How do you comprehend how someone could conceive of taking the picture above - made in Cordoba, Spain in 1933? I don't know, but I offer what John Szarkowski wrote about it in his essential MOMA book "Looking At Photographs"  "This photograph concerns gesture, line, shape, scale, the flatness of the picture plane, and the difference between art and life. To say that the picture concerns these things does not, of course, mean that it explains them." 










All the monumental shots are here. The exhibition starts with an informative introduction to the various printing styles you'll see in the exhibition. But from there you're on your own, moving from room to room and various locations around the globe. The pleasure is in discovering the rare finds among the gems. 
I had never seen this picture taken in Mexico in 1963. This is one you really have to see in the gallery to appreciate - like viewing a movie in a theater instead of on your television screen. I stood starting at this one for about ten minutes, and it called out to me every time I passed through the room. You won't see everything on your first visit, but you will find your own new favorites - I guarantee that. 

Like this one from Shanghai in 1949. Startling. Wong Kar-wai anyone?

Here are a few from his journeys across America in the 50's and 60's. 

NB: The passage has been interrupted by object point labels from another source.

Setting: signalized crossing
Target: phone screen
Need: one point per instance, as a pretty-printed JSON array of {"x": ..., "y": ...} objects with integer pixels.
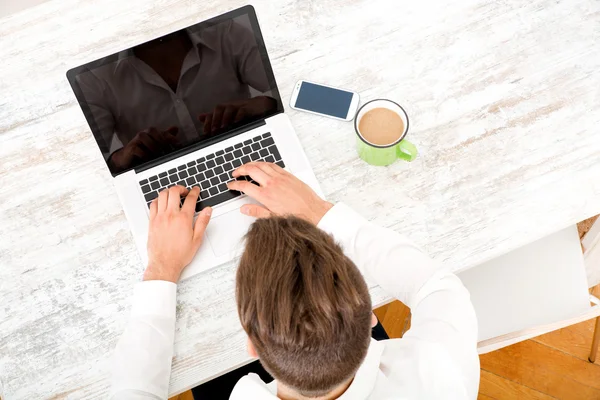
[{"x": 324, "y": 100}]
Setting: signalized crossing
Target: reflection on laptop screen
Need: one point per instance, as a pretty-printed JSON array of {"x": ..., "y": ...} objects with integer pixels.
[{"x": 178, "y": 90}]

I must say that the layout of the exhibition is it's only drawback. The layout is a little too carefully arrayed for my taste.  The organization by themes tends to inhibit the pleasure of appreciating individual photographs, if you let it. Don't let it. Just keep your mind on each and every picture, much like they were taken - one by one.  Here is a quote from the master himself. It's from the introduction to that same 1968 Cartier-Bresson MOMA catalog:

"Sometimes one remains motionless, waiting for something to happen; sometimes the situation is resolved and there is nothing to photograph. If something should happen, you remain alert, wait a bit, then shoot and go off with the sensation of having got something. Later you can amuse yourself by tracing out on the photo the geometrical pattern, or spatial relationships, realizing that, by releasing the shutter at that precise instant, you had instinctively selected an exact geometrical harmony, and that without this the photographs would have been lifeless. But to apply a golden rule, a photographer's compass can be nowhere but in his eye." - Henri Cartier-Bresson 

I suggest that you hold on to this advice while walking through the MOMA galleries.  But however you go there - virtually or digitally - be there now.  And be prepared, for when you exit the museum, and step out onto the New York streets, everything will look like a Cartier-Bresson picture. You might want to carry your camera and your "photographer's compass". Oh, and btw Friday evenings at MOMA are free.